The GOP strategy is not without its pitfalls. Republicans have succeeded in tanking Congress' approval ratings, but polls consistently show the public, most importantly in swing districts, preferring Democrats to Republicans. With this week's vote on expanding SCHIP, though, Democrats are convinced that the price of blocking health care for uninsured children is more than many Republicans are willing to pay. Bush has vowed to veto the legislation; Pelosi, noting with an almost incredulous glee that the administration will stand athwart children's health care on the grounds of opposing a higher tobacco tax, says, simply, "Welcome to this discussion."
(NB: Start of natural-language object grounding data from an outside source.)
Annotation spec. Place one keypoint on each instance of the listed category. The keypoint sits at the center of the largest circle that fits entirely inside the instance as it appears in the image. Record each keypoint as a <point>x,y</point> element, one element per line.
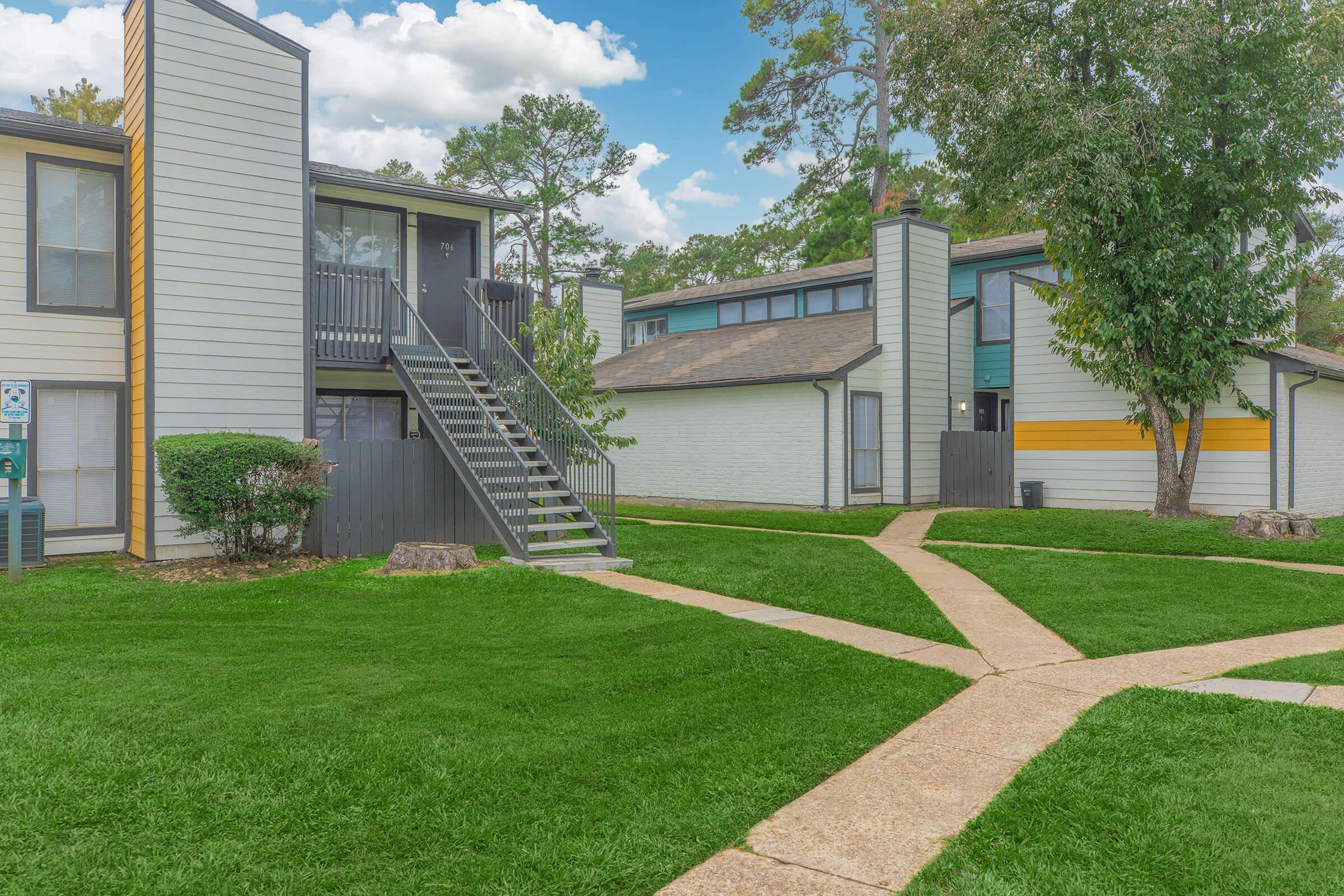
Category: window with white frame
<point>995,301</point>
<point>76,238</point>
<point>358,417</point>
<point>77,457</point>
<point>646,331</point>
<point>866,440</point>
<point>825,300</point>
<point>758,308</point>
<point>357,235</point>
Not all discussions, even in a good week, are so pleasurable to anticipate. Asked about the resolution that her congressional colleague Jay Inslee of Washington has introduced to impeach Attorney General Alberto Gonzales, Pelosi put her hands to her temples as if to ward off a headache. For the past year, Pelosi has made clear to her colleagues and the public alike that she has no interest in pursuing the impeachment option, though Gonzales is certainly doing his damnedest to change her mind. She remains unpersuaded, believing that impeachment would fail and in the process would make weeks such as this one — a week in which the public's business is at last getting done — far more uncommon than they already are.

Pelosi understands the gravity of the damage that the administration has done to the Constitution and why that has impelled some of her colleagues to advocate impeachment. "If I were not the speaker and I were not in Congress," she said, very quietly, as she concluded her answer, "I would probably be advocating for impeachment." But the consequences she foresees from stopping the nation's business for an unwinnable fight outweighs those considerations.

Pelosi deserves considerable credit for holding her party together on a range of divisive issues, but she plainly views the coming fight among House Democrats on fuel efficiency standards as irrepressible.

The energy bill the House will pass this week contains no provisions that would raise those standards; such provisions, if any, await the outcome of a battle between Pelosi and Energy and Commerce Committee Chairman John Dingell, the Democrat who has represented Detroit and the auto industry in Congress since 1955 (that is, before tailfins).

"I respect all our chairmen," Pelosi said. But the legislation, she continued, isn't about them. "It's about our children's ability to breathe clean air. Nothing less than the planet is at stake. I love him (Dingell) dearly, but we have to prevail. ... The forces at work here (against stricter standards) are rich and entrenched," she concluded, "and it takes just a few (votes) to prevent us from unleashing the future."

Thus, the most elegant of happy warriors, in a week when it's fun to be speaker.

Harold Meyerson is editor-at-large of American Prospect and the L.A. Weekly. He wrote this commentary for The Washington Post.